The following year, Walker was now the primary backup behind O'Neal and Horry, but still started in 39 of 67 games. The Lakers three–year reign as champions ended with a loss to the Spurs in the conference semifinals. He became a free agent after the season, and the Lakers opted to sign Karl Malone and draft Brian Cook, effectively ending his run in Los Angeles.

===Later years and international play===
Walker signed as a free agent with the Miami Heat in 2003. The following season, he signed with the Washington Wizards. He dealt with numerous injuries both years and only played 47 games over the two seasons.

Walker spent a brief seven–game stint with the Indiana Pacers during the 2005–06 season and a portion of the 2007 offseason with the Milwaukee Bucks, but was unable to latch on with either team.

In January 2006, Walker played in four games with the Russian Professional Basketball League team UNICS Kazan, averaging 7.0 points and 4.3 rebounds per game.

In 2007, Walker joined Syria's Al-Jalaa Aleppo. With Al-Jalaa, Walker won the Syrian D-1 championship in 2008.

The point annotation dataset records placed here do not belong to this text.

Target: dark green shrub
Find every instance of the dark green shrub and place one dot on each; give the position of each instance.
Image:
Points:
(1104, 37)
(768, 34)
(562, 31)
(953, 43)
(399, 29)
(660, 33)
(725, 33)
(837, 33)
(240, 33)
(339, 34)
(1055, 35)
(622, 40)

In 2009, Walker signed with Chinese league's Shandong Lions.
Walker later played with the Korean Basketball League's Seoul SK Knights.

In January 2010, Walker was released from Korean Basketball League's Seoul SK Knights after averaging 14.1 points and 8.9 rebounds. In October 2010 he signed again with Al-Jalaa Aleppo. He won a second Syrian League Championship with the team that season, and retired shortly after.

==Personal life==
In Swahili, "Samaki" means "fish" . Walker has three children, sons Dibaji and Jabari, and daughter Sakima. After his 17-year-old nephew Deandre Hillman died from cardiac arrest in 2001, Walker joined the non-profit organization Start-A-Heart, which provides automated external defibrillators to schools and other public facilities. He spent the 2006–07 season forming Life Choices Foundation, a nonprofit aiming to keep youth in inner-city Los Angeles out of trouble.